After spending 300 days a year circumventing the globe on missions, Phyfe became a virtual recluse. His damaged body and fainting spells kept him cloistered in his home in Brooklyn, Conn.
“I was locked in the house,” he recalls. “I was suicidal at the time. Life was not a happy place.”
About seven years ago, his doctor at the U.S. Department of Veterans Affairs (VA) recommended that he get a service dog. Though dogs are often thought of as four-legged guides for the blind, they also assist people with physical and emotional disabilities. “They can help you contact the doctor, they can help with balance and getting up if you fall,” Phyfe says. “[I thought I could] get some freedom back, hopefully.”
He started looking into service dog organizations near his home. All of them either wanted him to pay for the dog outright, or fundraise upwards of $5,000 to cover the costs. “I’m locked in the house and I can’t drive myself,” he says. “How am I supposed to raise funds when I can’t get out of the house? I became even more despondent.”
Phyfe had almost given up, when he came across America’s VetDogs, an organization based in Smithtown, N.Y., that pairs active duty service members and veterans with service dogs. He talked to a representative, who told him he qualified for a dog — at no cost to him. “I was like, ‘You’re kidding me.’” Nine months later, he was introduced to Iris.
Service dog school
The main liaison between disabled vets like Phyfe and their service dogs is himself a veteran. Ken Kirsch, America’s VetDogs’ director of service dog training, served six years overseas as a military patrol dog handler. After leaving the military in 1989, he oversaw training for two service dog organizations — Paws With a Cause and Canine Companions for Independence. He joined America’s VetDogs just over four years ago. Since then he’s been training service, hearing, guide, and PTSD dogs for veterans from World War II through Afghanistan.
The organization breeds its own dogs, which are a mix of Labrador Retrievers, Golden Retrievers, and Lab/Golden Retriever crosses — breeds that were carefully chosen for their traits. “You have the stoicism and the physicality of the Lab, and the sensitivity and gentleness of the Golden,” Kirsch says.
The dogs enter training at eight weeks old, first learning to socialize by spending time with inmates at nearby prisons. At 15 months, they’re paired up with professional trainers to learn all the commands they’ll need to work with veterans.
“Once the dogs are ready, we have classes where we bring the veterans here for two weeks,” Kirsch says. “From 6:45 in the morning to 10 at night for 14 days… we teach them how to play with the dogs, feed the dogs, groom the dogs — everything they’ll need to do when they go home.”
Kent and Iris
Nine months after Kent Phyfe’s first call to America’s VetDogs, he traveled to Smithtown, N.Y., to meet his new partner — a black Lab named Iris.
Service dogs like Iris are trained to do three foundational tasks — retrieving, pushing, and tugging, Kirsch says. Using those three principals, the dogs can perform 177 different tasks — everything from pulling a wheelchair to taking clothes out of a dryer and opening the refrigerator to retrieve a bottle of insulin.

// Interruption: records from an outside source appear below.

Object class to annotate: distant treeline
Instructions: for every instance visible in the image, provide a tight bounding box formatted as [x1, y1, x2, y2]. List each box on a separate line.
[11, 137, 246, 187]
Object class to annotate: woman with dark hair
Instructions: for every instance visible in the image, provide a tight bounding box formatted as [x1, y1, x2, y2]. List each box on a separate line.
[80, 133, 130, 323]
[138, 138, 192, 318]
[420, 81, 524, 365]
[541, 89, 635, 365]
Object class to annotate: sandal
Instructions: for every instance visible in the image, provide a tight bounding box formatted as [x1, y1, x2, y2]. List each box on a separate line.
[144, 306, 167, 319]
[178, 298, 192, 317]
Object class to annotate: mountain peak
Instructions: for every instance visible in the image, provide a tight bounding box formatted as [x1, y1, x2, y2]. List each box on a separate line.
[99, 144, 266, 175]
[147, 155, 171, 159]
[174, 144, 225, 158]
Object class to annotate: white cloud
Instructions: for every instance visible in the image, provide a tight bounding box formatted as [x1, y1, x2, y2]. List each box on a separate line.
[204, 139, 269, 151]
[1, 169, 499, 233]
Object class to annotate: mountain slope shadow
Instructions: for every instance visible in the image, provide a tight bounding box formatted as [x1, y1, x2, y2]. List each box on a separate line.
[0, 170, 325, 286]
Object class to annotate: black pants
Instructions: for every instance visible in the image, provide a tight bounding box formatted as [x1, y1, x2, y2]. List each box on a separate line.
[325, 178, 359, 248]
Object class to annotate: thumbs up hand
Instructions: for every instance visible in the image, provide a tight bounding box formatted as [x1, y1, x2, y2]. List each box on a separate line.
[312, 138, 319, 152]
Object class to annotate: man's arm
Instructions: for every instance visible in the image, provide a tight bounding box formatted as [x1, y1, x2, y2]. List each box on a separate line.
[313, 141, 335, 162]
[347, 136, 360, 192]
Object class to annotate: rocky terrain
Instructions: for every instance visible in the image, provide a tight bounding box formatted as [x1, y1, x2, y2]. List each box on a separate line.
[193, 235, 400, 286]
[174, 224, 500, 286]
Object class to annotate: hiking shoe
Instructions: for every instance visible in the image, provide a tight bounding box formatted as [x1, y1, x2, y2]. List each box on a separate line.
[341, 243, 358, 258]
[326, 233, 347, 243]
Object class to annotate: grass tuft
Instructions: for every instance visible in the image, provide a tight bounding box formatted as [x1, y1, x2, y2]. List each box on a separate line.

Often what the training doesn’t cover, the dog’s instinct will pick up on. “The fifth night I was there, I started dozing off. All of a sudden, I felt Iris licking my face,” Phyfe says. “I was having an event. She caught it.”
Service dogs are also trained to assist with emotional trauma — post-traumatic stress disorder (PTSD) and social anxiety that veterans like Phyfe often bear. Dogs help them re-engage with society.
Iris enabled Phyfe to regain his independence and sense of purpose. “When I got the dog, all of a sudden I’m a viable person again,” Phyfe says. “She got me out in the community and gave me a mission.”
Phyfe’s current service dog is a yellow Lab named Mike, who brings him his clothes in the morning, picks up items off the floor, and presses buttons to open handicap-accessible doors. If Phyfe has a seizure, Mike presses a GPS-enabled 911 button to summon emergency help. And if he gets anxious, Mike puts his head on his lap to calm him.
Phyfe and Mike travel around the country, spreading the word about service dogs to other veterans. “VetDogs allowed me to talk to people like this,” he says.
Last year, Kirsch’s trainers paired about 65 service dogs and veterans, with life-changing outcomes. “I’ve seen families come back together,” he says. “They go to the store. They’ll go to their kids’ soccer games. They re-engage back into society.”
Kirsch trains his dogs to the very highest standards — even exceeding those set by the industry’s main accreditation organization, Assistance Dogs International. He says the results are worth the extra time and effort his trainers put in. “I think the veterans deserve the best,” he says. “They’ve paid the price for this dog in their service to the country. To me it’s very important that they receive the best dogs, the best quality.”